The International Journal of Human Rights invites submissions for its special issue on The notion of maternal immunity in tort for pre-natal harms causing permanent disability for the born alive child: Human Rights Controversies. Papers for the special issue should focus on the human rights implications for both mother and born alive child of the grant or absence of a grant of maternal immunity for negligent cause of prenatal injury that results in permanent disability for the born alive child. Public policy, sociological, anthropological, and political data, where relevant, may be included in the papers if an author wishes. The central focus of the papers, however, should be an assessment of the strengths and/or weaknesses of the human rights/legal rationale for granting or denying a born alive child legal standing/legal capacity to sue the mother in tort in some or all instances for her negligence in causing permanent injury/disability to a born alive child that originated due to harms caused the child pre-natally. The papers thus should focus as the central theme on the issue of the grant or lack of grant of legal capacity/standing of the born alive child in such cases and not on the question of whether a fetus should be recognized in law as a person. However the implications for fetal rights of recognizing or failing to recognize the born alive child’s legal capacity to sue the mother in tort for permanent disabilities to the born alive child caused by the mother due to harms negligently inflicted pre-natally can be considered.
Different legal jurisdictions have handled such cases in different fashions. Some such as the UK have removed maternal immunity only in negligent driving cases holding that the mother’s general duty of care in driving should not be held to exclude the unborn. Thus in the UK the born alive child has legal standing to sue the mother in tort for having negligently caused pre-natal injuries in the context of driving which resulted in permanent disability to the born alive child . In contrast, the Supreme Court in Canada draws no distinction and denies the born alive child legal capacity to sue the mother for permanent injury originating pre-natally also in driving cases. Papers that consider the human rights implications of making or not making such a distinction in driving versus non-driving cases would be welcomed.
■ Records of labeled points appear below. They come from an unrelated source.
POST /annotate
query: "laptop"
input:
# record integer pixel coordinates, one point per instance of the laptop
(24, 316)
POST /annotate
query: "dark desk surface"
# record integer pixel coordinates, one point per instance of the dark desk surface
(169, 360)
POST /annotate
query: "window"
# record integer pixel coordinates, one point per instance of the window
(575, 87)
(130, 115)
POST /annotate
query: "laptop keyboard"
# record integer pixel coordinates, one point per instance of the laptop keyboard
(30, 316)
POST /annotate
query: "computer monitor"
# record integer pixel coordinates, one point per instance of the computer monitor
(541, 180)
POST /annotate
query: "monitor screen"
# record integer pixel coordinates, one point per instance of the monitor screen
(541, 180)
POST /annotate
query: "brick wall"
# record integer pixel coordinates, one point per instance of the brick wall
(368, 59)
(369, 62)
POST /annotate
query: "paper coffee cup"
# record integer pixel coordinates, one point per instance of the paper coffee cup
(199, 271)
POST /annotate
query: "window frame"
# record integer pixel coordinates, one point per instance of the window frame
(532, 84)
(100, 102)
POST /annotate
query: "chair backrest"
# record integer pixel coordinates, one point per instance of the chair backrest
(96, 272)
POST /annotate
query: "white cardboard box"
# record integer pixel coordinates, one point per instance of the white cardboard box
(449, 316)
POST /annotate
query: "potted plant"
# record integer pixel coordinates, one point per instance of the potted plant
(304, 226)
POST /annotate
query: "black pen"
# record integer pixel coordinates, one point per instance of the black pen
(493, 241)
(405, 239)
The Guest Editor encourages papers on both sides of the debate; that is papers that argue the merits of a human rights/legal rationale for maternal immunity from tort liability for prenatal injuries causing the born alive child permanent disability and conversely those that argue that there is a strong human rights/legal rationale for the grant of a born alive child’s standing/legal capacity to sue the mother for the child’s permanent disabilities relating to negligently caused prenatal injury attributable to the mother.
Papers should be submitted directly to Dr. Sonja Grover the Guest Editor of this special issue of the International Journal of Human Rights on The notion of maternal immunity in tort for pre-natal harms causing permanent disability for the born alive child: Human Rights Controversies.
Please submit papers directly to Dr. Grover no later than February 1st, 2017.
Guidelines: Articles should be no more than 8000 words including footnotes and should conform to IJHR’s style and referencing guidelines.